AEBOX/Vicente Campos/–El mundo del boxeo está sumido en una profunda tristeza tras el fallecimiento del púgil checheno-ruso Abu Yusupov, quien perdió la vida a los 39 años en circunstancias trágicas en Berlín, Alemania. Yusupov, invicto en el ring con un récord de 9-0-1, fue víctima de un violento altercado en la estación de tren de Gesundbrunnen, donde, según el diario Tagesspiegel, fue apuñalado en el cuello durante una confrontación con un grupo de personas. A pesar de los esfuerzos de la policía por reanimarlo y su traslado urgente a un hospital, el boxeador no pudo superar sus heridas.
La noticia de su partida conmocionó a la comunidad del boxeo, desencadenando una ola de tributos en redes sociales y mensajes de condolencias de aficionados y colegas alrededor del mundo. “Descansa en paz, verdadero luchador, tu fuerza y corazón perdurarán”, escribió un seguidor. Otro añadió: “Tu espíritu seguirá con nosotros, campeón”. El Consejo Mundial de Boxeo (CMB) también expresó su dolor, destacando: “Lamentamos profundamente el fallecimiento de Abu Yusupov, un boxeador invicto cuya historia de perseverancia quedará grabada en nuestro deporte”.

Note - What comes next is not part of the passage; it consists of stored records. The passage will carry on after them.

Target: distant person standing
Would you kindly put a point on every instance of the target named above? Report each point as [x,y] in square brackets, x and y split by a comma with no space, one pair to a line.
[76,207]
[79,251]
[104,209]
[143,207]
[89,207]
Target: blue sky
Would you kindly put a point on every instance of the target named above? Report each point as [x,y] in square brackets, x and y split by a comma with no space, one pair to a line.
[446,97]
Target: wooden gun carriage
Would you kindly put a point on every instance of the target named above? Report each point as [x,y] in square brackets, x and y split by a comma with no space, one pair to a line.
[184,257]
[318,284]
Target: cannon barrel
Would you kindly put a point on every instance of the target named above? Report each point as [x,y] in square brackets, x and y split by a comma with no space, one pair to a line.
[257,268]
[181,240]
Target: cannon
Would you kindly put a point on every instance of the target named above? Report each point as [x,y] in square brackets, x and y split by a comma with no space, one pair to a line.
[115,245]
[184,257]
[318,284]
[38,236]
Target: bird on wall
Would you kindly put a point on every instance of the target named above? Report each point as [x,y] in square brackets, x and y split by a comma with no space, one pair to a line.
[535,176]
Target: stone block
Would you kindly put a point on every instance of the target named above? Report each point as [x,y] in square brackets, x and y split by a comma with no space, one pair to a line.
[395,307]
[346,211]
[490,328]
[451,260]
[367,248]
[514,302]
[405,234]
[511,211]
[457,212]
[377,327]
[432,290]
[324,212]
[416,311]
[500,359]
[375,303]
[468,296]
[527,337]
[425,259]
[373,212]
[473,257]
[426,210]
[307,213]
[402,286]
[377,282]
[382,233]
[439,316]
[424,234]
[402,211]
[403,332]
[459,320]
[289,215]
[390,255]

Yusupov, padre de tres hijos pequeños y esposo dedicado, deja tras de sí un legado de resiliencia y pasión. Su última pelea, en enero de 2025, lo vio imponerse por decisión a Giorgi Kandelaki, consolidando su estatus como una figura en ascenso. Desde su debut profesional en 2020, cuando noqueó a Benjamin Kunz en apenas 39 segundos, Yusupov acumuló nueve victorias, seis por la vía del KO, demostrando una combinación letal de potencia y técnica.
El WBC, liderado por su presidente Mauricio Sulaimán, envió sus condolencias a la familia y amigos de Yusupov, subrayando el impacto que el checheno tuvo en el boxeo. “Su amor por este deporte y su valentía inspiraron a muchos”, afirmó el organismo. Los detalles del altercado aún no están claros, y las autoridades continúan investigando las circunstancias que rodean esta tragedia.
Abu Yusupov no solo fue un guerrero en el ring, sino también un símbolo de lucha y dedicación en la vida. Su memoria vivirá en cada golpe y en cada aficionado que admiró su coraje. Descansa en paz, campeón.